I am creating a web application that will be handling sensitive data. The application is implemented as a Spring Boot RESTful API, so that different flexible clients can be created around it. Right now the planned consumers are a web client, followed by native Android and iOs clients.
I am considering the following methodology to secure a WebApp that will be handling sensitive data: http://www.redotheweb.com/2015/11/09/api-security.html
Let me summarize the approach outlined in this article:
- There are two methods of security for a Browser-based client to use: session cookies and temporary tokens saved in local storage.
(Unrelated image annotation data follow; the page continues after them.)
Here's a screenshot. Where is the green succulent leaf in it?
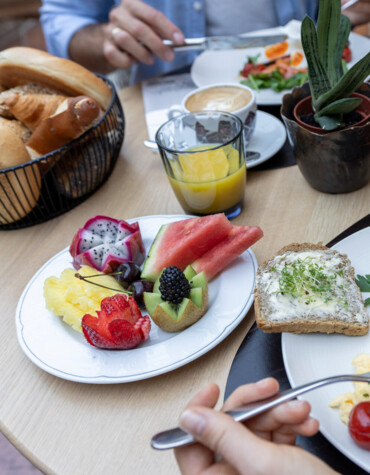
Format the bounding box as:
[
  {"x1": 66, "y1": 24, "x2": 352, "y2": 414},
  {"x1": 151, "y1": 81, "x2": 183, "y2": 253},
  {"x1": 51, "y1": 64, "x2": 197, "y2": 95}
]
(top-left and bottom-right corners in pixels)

- Session cookies are vulnerable to CSRF attacks, while Temporary tokens are vulnerable to XSS.
- The solution is to use both as it would drastically reduce the risk of both attacks.
Part of me feels like this approach is overkill, but I am working on an app that may need to be considered for HIPAA compliance in the future so I feel like more is more in this case.
Is this the "industry standard" approach for this type of security configuration? I see that this was posted over a year ago and am unsure if an update has been made. Also, does this approach have a name?
Is this type of security configuration available OOTB with Spring Boot?
How would an approach like this translate to non-browser consumers (such as an Android app)? At that point the use of local storage is avoided so we would not need to use the session cookie, but can we configure Spring to use specific rules for native clients?